When the Pirkls began to think about selling their business in 2019, they knew it would be an emotional decision.

“We loved the propane company we built and probably wouldn’t have even thought about selling if we were 20 years younger,” he says.

As the Pirkls began to search for a buyer, they knew they wanted to sell to an honest, independent and trustworthy company that shared Pirkl Gas’ values concerning customer and employee treatment. ThompsonGas, which had purchased Greg’s friend’s business within the past year, came to mind. That acquisition was successful, providing the Pirkls the confidence they needed.

After beginning negotiations with ThompsonGas in April 2020, the entire process was completed within six months. ThompsonGas finalized the deal at the Pirkls’ pace, enabling Greg to have a “soft landing.” He remains involved with the company part time, particularly during the busy corn drying and home heating seasons.

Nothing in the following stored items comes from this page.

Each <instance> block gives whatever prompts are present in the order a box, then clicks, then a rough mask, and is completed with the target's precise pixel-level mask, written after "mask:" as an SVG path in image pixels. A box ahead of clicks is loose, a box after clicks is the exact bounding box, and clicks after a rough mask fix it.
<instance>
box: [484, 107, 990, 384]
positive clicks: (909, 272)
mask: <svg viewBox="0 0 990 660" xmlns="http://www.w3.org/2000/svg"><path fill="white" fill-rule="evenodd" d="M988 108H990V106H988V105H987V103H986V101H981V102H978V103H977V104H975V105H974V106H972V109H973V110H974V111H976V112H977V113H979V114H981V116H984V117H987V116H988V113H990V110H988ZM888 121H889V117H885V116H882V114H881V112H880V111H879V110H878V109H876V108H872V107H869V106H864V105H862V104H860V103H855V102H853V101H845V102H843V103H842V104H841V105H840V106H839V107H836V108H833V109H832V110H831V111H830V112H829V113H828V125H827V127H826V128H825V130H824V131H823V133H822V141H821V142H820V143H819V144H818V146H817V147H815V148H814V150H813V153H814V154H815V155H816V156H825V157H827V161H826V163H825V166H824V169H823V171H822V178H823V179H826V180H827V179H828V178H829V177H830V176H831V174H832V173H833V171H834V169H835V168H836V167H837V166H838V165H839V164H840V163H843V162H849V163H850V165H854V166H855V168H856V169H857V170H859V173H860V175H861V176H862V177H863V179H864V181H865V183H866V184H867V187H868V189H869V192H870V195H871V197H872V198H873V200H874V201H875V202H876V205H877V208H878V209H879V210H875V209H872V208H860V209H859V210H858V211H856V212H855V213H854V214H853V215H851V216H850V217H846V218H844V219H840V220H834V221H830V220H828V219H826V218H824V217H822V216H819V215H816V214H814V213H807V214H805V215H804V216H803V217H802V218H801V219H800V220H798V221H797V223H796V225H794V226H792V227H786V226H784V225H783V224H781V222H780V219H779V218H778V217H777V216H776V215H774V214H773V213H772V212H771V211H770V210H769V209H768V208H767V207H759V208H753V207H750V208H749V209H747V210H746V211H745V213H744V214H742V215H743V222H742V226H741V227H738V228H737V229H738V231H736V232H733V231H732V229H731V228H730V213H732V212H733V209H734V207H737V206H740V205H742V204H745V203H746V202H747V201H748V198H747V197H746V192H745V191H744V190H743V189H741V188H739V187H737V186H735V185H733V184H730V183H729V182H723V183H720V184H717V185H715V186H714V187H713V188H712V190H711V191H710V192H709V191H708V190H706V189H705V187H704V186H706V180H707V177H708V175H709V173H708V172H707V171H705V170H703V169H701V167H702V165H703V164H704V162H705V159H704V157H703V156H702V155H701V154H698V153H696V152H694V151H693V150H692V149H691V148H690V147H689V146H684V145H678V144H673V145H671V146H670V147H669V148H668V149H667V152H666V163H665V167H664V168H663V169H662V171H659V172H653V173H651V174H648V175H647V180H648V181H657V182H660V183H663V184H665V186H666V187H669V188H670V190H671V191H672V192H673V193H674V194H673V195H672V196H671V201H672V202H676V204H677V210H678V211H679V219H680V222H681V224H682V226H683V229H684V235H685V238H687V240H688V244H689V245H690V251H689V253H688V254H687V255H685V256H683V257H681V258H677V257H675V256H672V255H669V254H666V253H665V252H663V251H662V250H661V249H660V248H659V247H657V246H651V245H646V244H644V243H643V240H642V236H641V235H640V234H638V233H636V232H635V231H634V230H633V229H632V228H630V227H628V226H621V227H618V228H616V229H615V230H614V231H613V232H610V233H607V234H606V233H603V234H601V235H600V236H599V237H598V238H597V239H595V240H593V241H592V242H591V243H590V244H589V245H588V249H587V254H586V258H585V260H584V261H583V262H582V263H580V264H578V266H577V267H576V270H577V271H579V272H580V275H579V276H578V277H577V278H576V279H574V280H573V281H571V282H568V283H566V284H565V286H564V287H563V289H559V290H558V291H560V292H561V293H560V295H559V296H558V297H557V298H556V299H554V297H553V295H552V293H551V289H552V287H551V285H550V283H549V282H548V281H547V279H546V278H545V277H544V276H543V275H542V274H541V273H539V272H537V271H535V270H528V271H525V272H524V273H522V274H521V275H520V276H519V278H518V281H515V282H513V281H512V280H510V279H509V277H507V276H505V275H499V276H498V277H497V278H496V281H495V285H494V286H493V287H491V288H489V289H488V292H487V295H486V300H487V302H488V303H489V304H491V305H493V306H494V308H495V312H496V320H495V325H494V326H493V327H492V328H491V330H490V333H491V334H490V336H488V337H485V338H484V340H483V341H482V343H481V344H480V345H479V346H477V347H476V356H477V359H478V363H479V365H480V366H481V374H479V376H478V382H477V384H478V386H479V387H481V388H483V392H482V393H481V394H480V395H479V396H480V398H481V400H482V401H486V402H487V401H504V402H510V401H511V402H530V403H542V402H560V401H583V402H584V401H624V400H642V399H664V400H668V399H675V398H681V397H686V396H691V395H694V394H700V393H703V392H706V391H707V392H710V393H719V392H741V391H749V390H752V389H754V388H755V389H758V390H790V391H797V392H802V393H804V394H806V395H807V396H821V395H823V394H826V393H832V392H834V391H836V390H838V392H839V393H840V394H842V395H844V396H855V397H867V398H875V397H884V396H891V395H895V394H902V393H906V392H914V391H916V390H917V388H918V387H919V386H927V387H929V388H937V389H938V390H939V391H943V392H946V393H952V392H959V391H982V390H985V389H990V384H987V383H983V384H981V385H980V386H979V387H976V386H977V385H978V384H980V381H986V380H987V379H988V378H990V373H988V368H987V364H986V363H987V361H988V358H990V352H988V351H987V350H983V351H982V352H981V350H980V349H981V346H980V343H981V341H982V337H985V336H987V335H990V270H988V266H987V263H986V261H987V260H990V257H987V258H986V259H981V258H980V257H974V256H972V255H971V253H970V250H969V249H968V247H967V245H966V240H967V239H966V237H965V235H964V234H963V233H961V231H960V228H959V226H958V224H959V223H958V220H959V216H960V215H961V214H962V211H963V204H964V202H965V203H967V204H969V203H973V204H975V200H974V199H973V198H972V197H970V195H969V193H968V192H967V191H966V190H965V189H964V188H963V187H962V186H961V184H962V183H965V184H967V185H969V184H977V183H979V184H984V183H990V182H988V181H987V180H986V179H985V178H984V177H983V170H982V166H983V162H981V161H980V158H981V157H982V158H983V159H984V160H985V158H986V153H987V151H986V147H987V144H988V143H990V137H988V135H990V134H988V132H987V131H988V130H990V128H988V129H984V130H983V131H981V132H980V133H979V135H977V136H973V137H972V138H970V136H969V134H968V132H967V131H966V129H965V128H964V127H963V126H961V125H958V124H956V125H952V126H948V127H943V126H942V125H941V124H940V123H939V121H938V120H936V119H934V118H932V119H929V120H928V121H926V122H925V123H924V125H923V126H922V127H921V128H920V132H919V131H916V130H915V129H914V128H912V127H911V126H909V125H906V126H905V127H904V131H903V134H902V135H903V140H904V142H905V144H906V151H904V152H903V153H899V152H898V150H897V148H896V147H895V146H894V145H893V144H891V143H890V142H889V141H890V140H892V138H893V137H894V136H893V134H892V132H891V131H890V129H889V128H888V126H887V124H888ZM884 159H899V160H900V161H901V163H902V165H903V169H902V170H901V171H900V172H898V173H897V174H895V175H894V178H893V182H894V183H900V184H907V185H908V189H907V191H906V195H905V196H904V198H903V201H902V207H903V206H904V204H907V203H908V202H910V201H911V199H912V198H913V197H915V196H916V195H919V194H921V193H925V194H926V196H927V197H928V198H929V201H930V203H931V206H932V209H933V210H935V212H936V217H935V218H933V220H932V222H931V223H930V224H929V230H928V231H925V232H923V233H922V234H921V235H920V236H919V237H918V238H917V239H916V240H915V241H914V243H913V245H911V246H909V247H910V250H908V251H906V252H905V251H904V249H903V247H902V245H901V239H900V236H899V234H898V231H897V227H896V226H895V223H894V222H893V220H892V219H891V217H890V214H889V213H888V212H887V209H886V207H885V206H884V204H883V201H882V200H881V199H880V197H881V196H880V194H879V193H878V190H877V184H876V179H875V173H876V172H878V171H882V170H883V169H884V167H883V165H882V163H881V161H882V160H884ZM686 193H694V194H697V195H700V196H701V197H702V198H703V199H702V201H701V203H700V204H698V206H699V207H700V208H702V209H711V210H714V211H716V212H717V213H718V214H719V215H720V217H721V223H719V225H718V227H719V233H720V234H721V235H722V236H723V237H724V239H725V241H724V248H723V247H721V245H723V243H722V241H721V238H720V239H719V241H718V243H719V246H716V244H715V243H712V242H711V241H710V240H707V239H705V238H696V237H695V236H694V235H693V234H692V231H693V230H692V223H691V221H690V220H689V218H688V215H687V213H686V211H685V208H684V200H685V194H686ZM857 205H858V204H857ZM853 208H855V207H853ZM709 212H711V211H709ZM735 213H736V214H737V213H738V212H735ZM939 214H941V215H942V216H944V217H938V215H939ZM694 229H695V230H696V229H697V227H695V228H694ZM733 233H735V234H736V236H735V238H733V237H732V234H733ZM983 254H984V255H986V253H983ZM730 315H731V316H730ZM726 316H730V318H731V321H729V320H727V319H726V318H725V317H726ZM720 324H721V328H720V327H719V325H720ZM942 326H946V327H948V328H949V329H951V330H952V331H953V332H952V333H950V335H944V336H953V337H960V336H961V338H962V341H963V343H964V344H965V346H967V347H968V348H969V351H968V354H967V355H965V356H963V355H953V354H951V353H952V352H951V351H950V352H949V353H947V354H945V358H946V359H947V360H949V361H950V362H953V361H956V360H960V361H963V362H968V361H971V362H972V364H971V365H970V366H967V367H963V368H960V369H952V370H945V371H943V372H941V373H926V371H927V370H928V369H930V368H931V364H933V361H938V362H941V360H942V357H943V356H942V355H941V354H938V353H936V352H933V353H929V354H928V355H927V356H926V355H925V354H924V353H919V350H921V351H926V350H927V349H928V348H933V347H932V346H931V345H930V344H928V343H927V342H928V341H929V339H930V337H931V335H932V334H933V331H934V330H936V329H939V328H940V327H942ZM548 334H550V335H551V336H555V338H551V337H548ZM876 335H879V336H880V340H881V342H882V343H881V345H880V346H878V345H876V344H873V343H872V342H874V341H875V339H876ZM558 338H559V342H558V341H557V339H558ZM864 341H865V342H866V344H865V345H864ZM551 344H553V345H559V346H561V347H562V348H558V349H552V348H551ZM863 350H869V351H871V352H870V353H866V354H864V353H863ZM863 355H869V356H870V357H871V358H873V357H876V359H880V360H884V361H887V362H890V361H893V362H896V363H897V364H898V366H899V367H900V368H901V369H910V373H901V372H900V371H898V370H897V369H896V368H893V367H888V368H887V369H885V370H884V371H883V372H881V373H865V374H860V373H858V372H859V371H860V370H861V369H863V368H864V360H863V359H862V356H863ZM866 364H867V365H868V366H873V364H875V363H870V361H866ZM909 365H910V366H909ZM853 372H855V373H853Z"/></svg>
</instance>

The Pirkls didn’t mention anything to their employees about the acquisition until Sept. 1, 2020, one day before the closing occurred.

“When we told them, they were very supportive of our decision,” he says. “It was rewarding to sell to a great company like ThompsonGas, who is taking care of our customers and employees. In fact, their wage and benefit package slightly exceeds ours.”

As Pirkl looks back at his nearly 30-year career in the propane industry, he remembers how well his customers treated him, along with the various challenges and dynamics he enjoyed about the industry. He would do it all over again.

“It never really seemed like work to me because you could see the instant rewards as the business grew,” he says. “Our hope is that our son and daughter-in-law, who also work for ThompsonGas now, along with our loyal employees, enjoy their careers as much as we did.”